Defeat may be victory in disguise;
  The lowest ebb is the turn of the tide. 

Henry Longfellow

Massive credit extension has created a 30-year bull market in nominal asset prices and along with commensurate gains in productivity due to peace, deregulation and the internet; we have long enjoyed the tail winds of prosperity. Add the government’s ongoing sponsorship of the property bubble. No brainer really… Property is the one asset which the average punter can leverage up to 20 times his wealth. Once the nominal price of his house goes up, he feels flush due to the “wealth effector in the case of the US can refinance and he is flush due to real money. He then consumes more, is happier and is a more compliant citizen. A win all round!

2008’s liquidity crisis put the collateral underlying credit into question, especially property credit and loan extension. Central banks stepped into the breech to avert a financial meltdown.

Post 2008, central banks had to make a choice, deflate the credit bubble and risk systemic collapse at all levels of society or collateralise the credit with the full backing of their respective sovereign balance sheets and printing presses. They chose the latter. Again a no brainer, everybody who counts wants inflation. Yes savers, old people and old school realists don’t count.

Where is this new stock of money going?

Well firstly it must go into the rapidly deflating credit balloon to give the appearance of stability hence no collateral or liquidity crisis. Secondly it must go to the real economy, getting consumers to spend and businesses to hire. Fast forward to today and nearly all of the new stock of money is going into financial “assets” creating bull markets in structured credit, equity and bond markets. And by the way, when financial “assets” go up it is not inflation (wink wink) …only when REAL assets go up is it inflation!

And real assets are staying low for now. Investors are not realising that real wealth cannot be wished into existence as money wealth can.

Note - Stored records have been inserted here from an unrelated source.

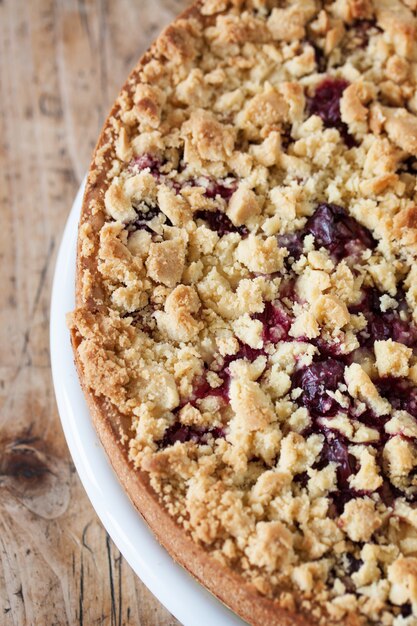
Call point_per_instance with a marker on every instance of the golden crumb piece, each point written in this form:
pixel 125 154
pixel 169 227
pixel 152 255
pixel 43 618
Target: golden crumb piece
pixel 401 127
pixel 252 407
pixel 271 546
pixel 177 320
pixel 402 575
pixel 360 519
pixel 289 24
pixel 165 261
pixel 118 204
pixel 243 205
pixel 400 455
pixel 260 255
pixel 212 140
pixel 361 386
pixel 330 311
pixel 392 358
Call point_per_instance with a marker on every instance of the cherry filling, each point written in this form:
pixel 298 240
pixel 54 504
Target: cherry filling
pixel 276 323
pixel 218 221
pixel 337 231
pixel 293 242
pixel 332 228
pixel 202 389
pixel 401 393
pixel 315 381
pixel 393 324
pixel 326 104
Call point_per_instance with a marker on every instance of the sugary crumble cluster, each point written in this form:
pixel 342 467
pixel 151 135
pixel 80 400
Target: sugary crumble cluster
pixel 249 294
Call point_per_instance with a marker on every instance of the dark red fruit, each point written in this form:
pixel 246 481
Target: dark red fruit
pixel 336 231
pixel 293 242
pixel 395 324
pixel 316 380
pixel 326 104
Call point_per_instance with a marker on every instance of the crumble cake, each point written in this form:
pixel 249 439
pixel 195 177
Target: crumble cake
pixel 246 321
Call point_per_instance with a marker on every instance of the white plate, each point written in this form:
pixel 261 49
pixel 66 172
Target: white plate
pixel 171 584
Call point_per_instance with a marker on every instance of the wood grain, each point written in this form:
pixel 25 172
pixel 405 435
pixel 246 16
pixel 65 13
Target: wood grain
pixel 61 66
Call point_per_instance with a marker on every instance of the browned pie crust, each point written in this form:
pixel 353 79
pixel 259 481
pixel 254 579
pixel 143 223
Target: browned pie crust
pixel 290 606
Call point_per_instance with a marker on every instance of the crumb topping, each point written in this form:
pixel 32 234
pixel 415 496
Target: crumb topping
pixel 249 294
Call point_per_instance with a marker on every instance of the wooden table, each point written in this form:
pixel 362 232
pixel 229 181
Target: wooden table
pixel 62 63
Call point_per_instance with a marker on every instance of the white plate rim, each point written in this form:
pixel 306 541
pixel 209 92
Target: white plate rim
pixel 191 603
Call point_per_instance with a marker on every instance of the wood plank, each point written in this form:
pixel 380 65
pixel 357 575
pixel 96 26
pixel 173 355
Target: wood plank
pixel 61 66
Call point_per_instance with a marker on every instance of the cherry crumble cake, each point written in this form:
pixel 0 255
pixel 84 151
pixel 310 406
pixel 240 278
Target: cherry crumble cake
pixel 246 321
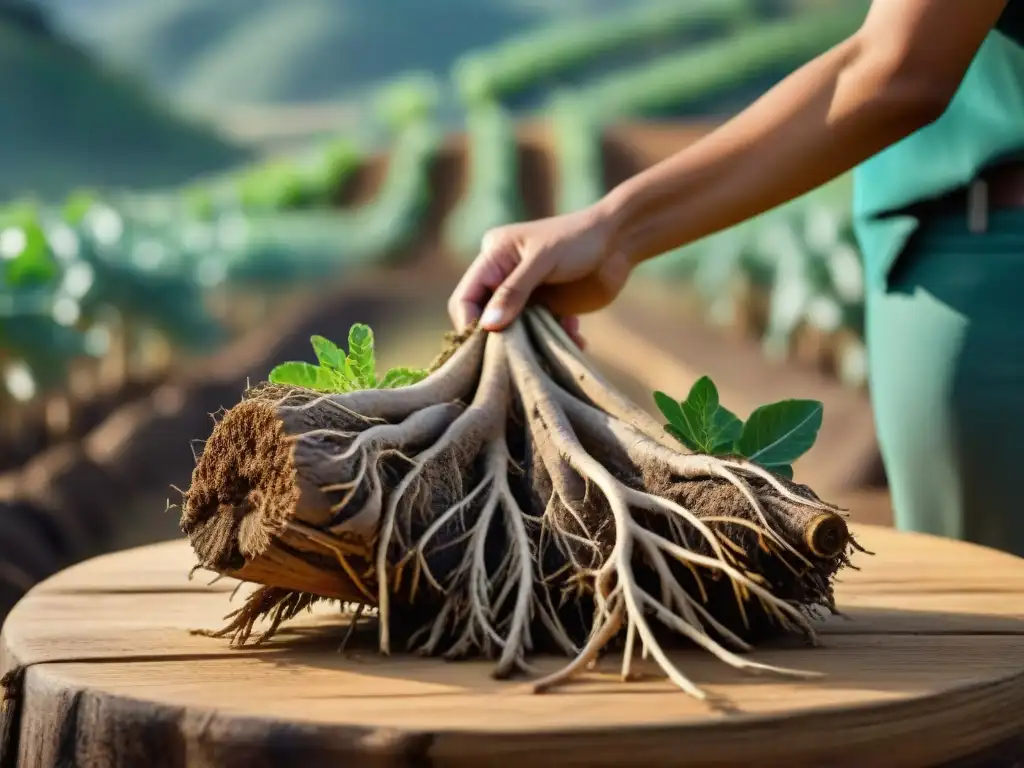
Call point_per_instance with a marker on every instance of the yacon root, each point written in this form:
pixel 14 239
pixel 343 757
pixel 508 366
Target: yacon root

What does this do for volatility?

Up to now is it suppressing volatility, creating this “slack tide” with the apparent lack of movement as central banks stand in as collateral providers. Bull markets in financial assets further suppress volatility as uncertainty wanes.

  “But who shall dare
To measure loss and gain in this wise?
Defeat may be victory in disguise;
  The lowest ebb is the turn of the tide.“

What seems like a defeat for long volatility funds may well be their victory as they accumulate exposure to extremely cheap volatility.  And whilst becalmed for now, volatility funds are loading up with convexity, ready to monetise the next volatility upswing which, if the last few volatility cycles are any guide, is not too far down the road.